Traditional shipping in the OECS is characterised by an informal sector, defined by small vessels serving the island states in an inefficient and unreliable manner. An ad hoc and unregulated schooner system operates in the region, trading in roots, tubers, fruits and vegetables. This service must be transformed in order to facilitate a sustainable intra-regional shipping mechanism as unreliable and inefficient shipping arrangements affect both production and marketing of agricultural produce, thereby making the sector uncompetitive. In an effort to create a more effective and efficient system, an OECS shipping study was undertaken in 2010. The results of this study informed the creation of an Eastern Caribbean Shippers Pool (ECSP) as a legal entity, which was supported by Compete Caribbean and the Caribbean Development Bank. The ECSP was registered in 2014 as a regional organisation of small vessel owners with the express purpose of improving the viability and competitiveness of their business operations. The response of the private sector at the time halted continued progress of the project. The current shipping initiative builds on previous efforts and has incorporated new elements, such as direct involvement of private sector buyers, shippers and farmers to ensure concrete results.
Currently two vessels are being utilised for the movement of agricultural produce in the sub region – the MV Sea Rambler and the MV American Liberty. These vessels have facilitated the movement of agricultural produce from as far south as Trinidad, to as far north as St. Maarten.
To date, the OECS Commission has recorded success in key areas, including: 1. A commitment from ship owners in the US and the British Virgin Islands to embark on a pilot project for the movement of agricultural commodities throughout the region. This has started with St. Vincent and the Grenadines being the hub and six voyages have been successfully completed. 2. A completed analysis of the supply, demand and prices for agricultural commodities within the sub-region. 3. The establishment of point persons within the Ministries of Agriculture in each Member State to provide current marketing information. 4. The pilot study has already led to the re-establishment of agro-packaging facilities in St. Vincent and the Grenadines which were hitherto closed (Lauders Agro-processing Centre). 5. Fortnightly shipments of agricultural produce from St. Vincent and the Grenadines to Trinidad and Tobago and weekly to St.

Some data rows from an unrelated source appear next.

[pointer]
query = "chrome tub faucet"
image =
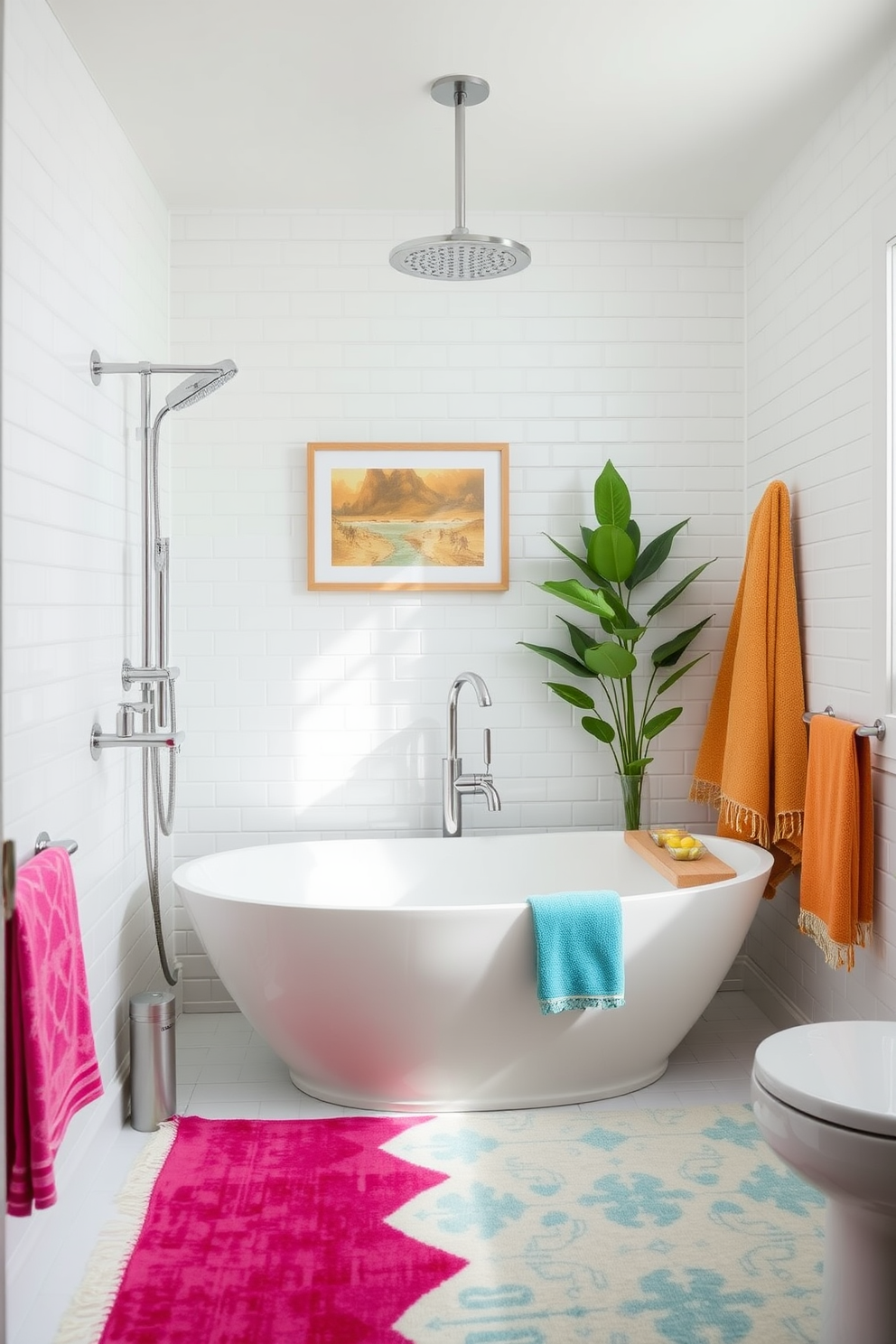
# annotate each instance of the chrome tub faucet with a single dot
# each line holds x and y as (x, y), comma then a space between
(454, 782)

Maarten. 6. Development of a web-based application to connect farmers, traders, hotels and supermarkets through a virtual platform. 7. A private sector agreement between a Trinidad-owned company, Bunny Imports and Exports, to create intra-regional linkages for marketing and shipping of agricultural commodities. 8. The FAO has established a framework to enhance the working relationship between stakeholders in the agricultural sector in the sub-region. The OECS Commission is excited about the potential of this initiative and arrangements are being made for all Member States to fully participate in this movement to reduce poverty and create wealth in the OECS countries through strengthening and utilising opportunities in intra-regional agri-exports.